Jonathan Aarons M.D.

Tired of Chronic Pain?



The xiphoid process is the smallest of the three sections of the sternum or breastbone. It is a thin and elongated, cartilaginous in structure in youth, but becomes ossified at its upper part in the adult. The xiphoid may be broad and thin, pointed, bifid, perforated, curved, and may deviate laterally.  Xiphodynia is pain originating from the xiphoid process.  Xiphodynia usually originates from trauma, such as a motor vehicle accident, to the area but may also result from heavy lifting or exertion.  The xiphosternal junction is also prone to osteoarthritis, rheumatoid arthritis, and other auto-immune diseases.
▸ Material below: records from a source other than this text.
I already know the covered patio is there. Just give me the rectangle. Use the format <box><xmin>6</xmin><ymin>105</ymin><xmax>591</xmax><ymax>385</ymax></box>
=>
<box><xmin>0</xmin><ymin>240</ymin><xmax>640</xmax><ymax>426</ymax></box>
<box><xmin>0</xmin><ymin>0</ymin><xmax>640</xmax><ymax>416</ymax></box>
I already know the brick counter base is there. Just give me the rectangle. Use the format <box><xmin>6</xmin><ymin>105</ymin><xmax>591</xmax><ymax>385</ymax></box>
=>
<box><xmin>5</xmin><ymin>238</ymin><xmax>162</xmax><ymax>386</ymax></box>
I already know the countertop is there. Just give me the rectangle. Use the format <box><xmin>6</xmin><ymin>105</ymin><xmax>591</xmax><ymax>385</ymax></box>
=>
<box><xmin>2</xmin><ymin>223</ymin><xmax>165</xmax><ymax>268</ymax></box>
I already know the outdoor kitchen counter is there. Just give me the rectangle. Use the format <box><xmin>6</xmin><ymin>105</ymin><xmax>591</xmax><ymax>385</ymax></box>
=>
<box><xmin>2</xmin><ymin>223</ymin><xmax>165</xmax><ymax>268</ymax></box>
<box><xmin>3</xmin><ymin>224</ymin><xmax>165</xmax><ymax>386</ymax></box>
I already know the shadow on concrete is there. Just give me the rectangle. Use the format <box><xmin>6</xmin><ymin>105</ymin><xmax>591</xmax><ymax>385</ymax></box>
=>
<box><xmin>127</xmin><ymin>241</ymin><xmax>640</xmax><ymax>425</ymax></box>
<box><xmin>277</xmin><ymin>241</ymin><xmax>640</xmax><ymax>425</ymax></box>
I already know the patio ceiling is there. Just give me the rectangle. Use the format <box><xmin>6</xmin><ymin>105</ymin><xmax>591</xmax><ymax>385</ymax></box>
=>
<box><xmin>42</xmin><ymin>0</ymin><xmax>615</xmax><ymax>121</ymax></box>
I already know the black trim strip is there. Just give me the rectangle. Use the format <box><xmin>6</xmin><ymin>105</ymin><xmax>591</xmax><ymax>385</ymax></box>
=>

The pain may be located in the chest area and radiate into the back or abdomen.  It may be associated with nausea, vomiting and diarrhea.  Bending over may worsen the pain as will coughing.  X-rays and MRI scans may be useful to look for fractures or abnormalities of the area as well to exclude other causes of pain such as tumors.  The pain of xiphodynia may mimic the  pain of cardiac origin and this must be excluded before proceeding with treatment.  Treatment begins with conservative modalities such as rest, alteration in activity level, non-steroidal anti-inflammatories and physical therapy.  Injection of the xiphosternal junction with a local anesthetic and a steroid may cure the problem.  However, this injection is not without risk, such as puncture of the lung and should only be done by a trained physician.

2 comments on “Xiphodynia

  1. Jonathan Aarons MD says:

    I would go to an interventional pain doctor or physiatrist

    Dr A

  2. What kind of Dr should one go to when someone with marfan’s syndrome, a prime candidate for slipped rib syndrome, to begin testing and eventually receive a nerve block?